Once when I sent forth righteous thoughts, a thought came to me: Stop doing this, it won’t work. I was immediately alert and said loudly: Don’t disturb me, my sending forth righteous thoughts will work! I continued to send righteous thoughts. Then, I felt another thought telling me: I am dying, and I will kill you too. I replied loudly: I will not die, you are going to die because you interfered with Dafa disciples.

Fear or worry is useless. Only by facing it calmly and believing that you are a Dafa disciple in the Fa-rectification period and you are the most precious being in the universe can you make it through. After persisting like this for a while, my condition improved.

Master Watched Over Me During the Entire Process

As soon as this huge tribulation began, Master arranged practitioners who could really help me, to be with me. One practitioner had a similar experience, which she shared with me. This was very helpful in strengthening my righteous thoughts and passing the test. Another practitioner meditated with me. When my legs became too painful that I wanted to take them down, she encouraged me to continue. When I was not very clear on the Fa, some practitioners gave me a rational analysis of the Fa and encouraged me. Some with their celestial eyes open described to me the fierce battles between good and evil they saw when they sent forth righteous thoughts for me. When I passed the test finally, a practitioner whose celestial eye is open told me she saw that the gods were very happy for me.

I remembered when the doctor told me that if I didn’t continue chemotherapy, I only had a few months to live. I decided not to do the chemotherapy. That night, I dreamed of Master. I sat beside Master, I talked a lot, and Master listened to me. I told Master there are still many things I could and wanted to do.
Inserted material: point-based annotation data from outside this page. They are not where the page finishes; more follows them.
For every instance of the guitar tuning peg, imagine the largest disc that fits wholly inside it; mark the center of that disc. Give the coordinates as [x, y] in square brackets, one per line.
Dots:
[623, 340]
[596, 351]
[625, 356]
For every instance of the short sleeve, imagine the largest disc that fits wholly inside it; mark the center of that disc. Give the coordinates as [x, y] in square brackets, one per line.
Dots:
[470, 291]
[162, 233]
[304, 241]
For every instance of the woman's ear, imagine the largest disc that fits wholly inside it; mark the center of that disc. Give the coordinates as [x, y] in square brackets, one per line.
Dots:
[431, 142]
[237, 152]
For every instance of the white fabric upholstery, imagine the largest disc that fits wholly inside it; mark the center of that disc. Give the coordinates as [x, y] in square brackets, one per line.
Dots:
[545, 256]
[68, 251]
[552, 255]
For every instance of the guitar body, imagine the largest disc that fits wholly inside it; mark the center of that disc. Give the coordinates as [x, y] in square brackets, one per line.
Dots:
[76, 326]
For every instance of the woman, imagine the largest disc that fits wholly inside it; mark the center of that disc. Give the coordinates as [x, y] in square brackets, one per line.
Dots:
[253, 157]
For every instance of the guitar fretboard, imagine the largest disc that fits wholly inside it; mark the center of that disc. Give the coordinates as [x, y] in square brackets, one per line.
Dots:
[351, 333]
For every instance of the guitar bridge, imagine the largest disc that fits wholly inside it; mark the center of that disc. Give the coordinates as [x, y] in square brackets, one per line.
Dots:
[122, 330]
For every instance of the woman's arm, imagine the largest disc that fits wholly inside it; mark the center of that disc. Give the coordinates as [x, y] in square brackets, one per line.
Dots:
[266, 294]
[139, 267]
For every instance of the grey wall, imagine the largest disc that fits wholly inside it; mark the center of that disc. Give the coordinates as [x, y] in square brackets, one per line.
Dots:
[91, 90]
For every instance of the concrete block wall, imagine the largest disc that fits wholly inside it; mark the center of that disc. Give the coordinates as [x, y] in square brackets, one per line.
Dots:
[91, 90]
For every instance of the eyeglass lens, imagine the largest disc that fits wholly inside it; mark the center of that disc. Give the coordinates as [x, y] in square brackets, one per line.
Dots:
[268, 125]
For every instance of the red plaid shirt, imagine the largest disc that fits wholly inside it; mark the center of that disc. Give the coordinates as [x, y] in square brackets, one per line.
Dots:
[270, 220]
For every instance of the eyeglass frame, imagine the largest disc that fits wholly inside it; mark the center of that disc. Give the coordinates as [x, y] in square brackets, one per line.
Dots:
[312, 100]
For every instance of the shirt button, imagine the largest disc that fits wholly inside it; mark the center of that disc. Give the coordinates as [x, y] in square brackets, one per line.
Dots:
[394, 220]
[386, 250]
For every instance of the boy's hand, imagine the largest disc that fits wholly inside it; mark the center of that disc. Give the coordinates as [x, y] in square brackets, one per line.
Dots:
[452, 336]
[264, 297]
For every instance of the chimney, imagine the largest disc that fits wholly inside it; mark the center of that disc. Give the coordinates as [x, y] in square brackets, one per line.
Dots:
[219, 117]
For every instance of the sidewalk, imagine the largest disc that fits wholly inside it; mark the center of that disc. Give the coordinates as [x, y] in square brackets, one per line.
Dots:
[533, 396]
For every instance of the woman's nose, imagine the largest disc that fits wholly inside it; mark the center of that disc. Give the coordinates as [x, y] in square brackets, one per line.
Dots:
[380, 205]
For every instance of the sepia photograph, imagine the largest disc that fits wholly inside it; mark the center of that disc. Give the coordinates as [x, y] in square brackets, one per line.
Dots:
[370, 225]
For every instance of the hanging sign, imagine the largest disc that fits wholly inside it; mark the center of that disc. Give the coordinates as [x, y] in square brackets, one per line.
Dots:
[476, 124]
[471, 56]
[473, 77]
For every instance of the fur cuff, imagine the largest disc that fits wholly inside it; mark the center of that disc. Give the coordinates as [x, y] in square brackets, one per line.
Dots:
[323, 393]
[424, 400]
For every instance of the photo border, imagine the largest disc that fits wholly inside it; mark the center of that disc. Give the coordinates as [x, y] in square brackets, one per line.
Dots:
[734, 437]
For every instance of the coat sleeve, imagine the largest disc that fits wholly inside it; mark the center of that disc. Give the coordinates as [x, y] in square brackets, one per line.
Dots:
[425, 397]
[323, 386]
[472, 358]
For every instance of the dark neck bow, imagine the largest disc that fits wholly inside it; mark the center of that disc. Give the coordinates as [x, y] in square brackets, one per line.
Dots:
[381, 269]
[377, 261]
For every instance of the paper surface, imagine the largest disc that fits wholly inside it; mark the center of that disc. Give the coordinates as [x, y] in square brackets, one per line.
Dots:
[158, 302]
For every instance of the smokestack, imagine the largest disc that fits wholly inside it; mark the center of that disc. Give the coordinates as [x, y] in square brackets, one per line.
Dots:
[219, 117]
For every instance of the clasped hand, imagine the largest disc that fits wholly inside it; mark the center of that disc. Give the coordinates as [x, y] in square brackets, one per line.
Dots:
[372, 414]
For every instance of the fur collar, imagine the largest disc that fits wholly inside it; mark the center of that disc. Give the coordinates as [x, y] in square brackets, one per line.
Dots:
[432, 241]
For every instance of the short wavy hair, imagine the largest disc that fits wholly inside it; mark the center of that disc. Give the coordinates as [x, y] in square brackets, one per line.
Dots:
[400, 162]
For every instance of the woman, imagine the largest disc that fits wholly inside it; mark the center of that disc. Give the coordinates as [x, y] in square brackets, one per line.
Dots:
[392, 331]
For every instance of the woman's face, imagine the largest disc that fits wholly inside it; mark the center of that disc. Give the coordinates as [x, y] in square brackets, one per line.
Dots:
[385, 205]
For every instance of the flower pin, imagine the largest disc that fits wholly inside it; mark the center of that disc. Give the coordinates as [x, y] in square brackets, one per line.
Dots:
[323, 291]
In a dream, Master enlightened me on some causes and predestined conditions of this tribulation. Master also used homonyms in dreams many times to encourage me to be strong and told me the root of the karma had already been eliminated. Without Master’s protection, I would not have survived this tribulation.

During the karma elimination process, every night I kept playing Master’s lecture recordings. When I had some quiet time, I kept reciting “Falun Dafa is good! Truthfulness-Compassion-Forbearance is good!” or Master’s poems in Hong Yin.

For a long time, whenever I looked at Master’s portrait, my tears couldn’t stop. In this dimension, I know that Master saved my life. In other dimensions, I don’t know how much Master has paid to save me!

I passed the catastrophe this time. I know that I am still far from meeting Master’s requirements, and I still have a long way to go. I am grateful to be alive today, and I can still practice Dafa.

When my health improved, I went to distribute truth-clarifying materials on the street again. I couldn’t calm down for a long time. How lucky I am! How many beings in the universe are envious of me? I must cherish this rare opportunity to cultivate and I must cultivate well! No words can describe Master’s great mercy. The only way to repay Master’s kindness is to cultivate diligently.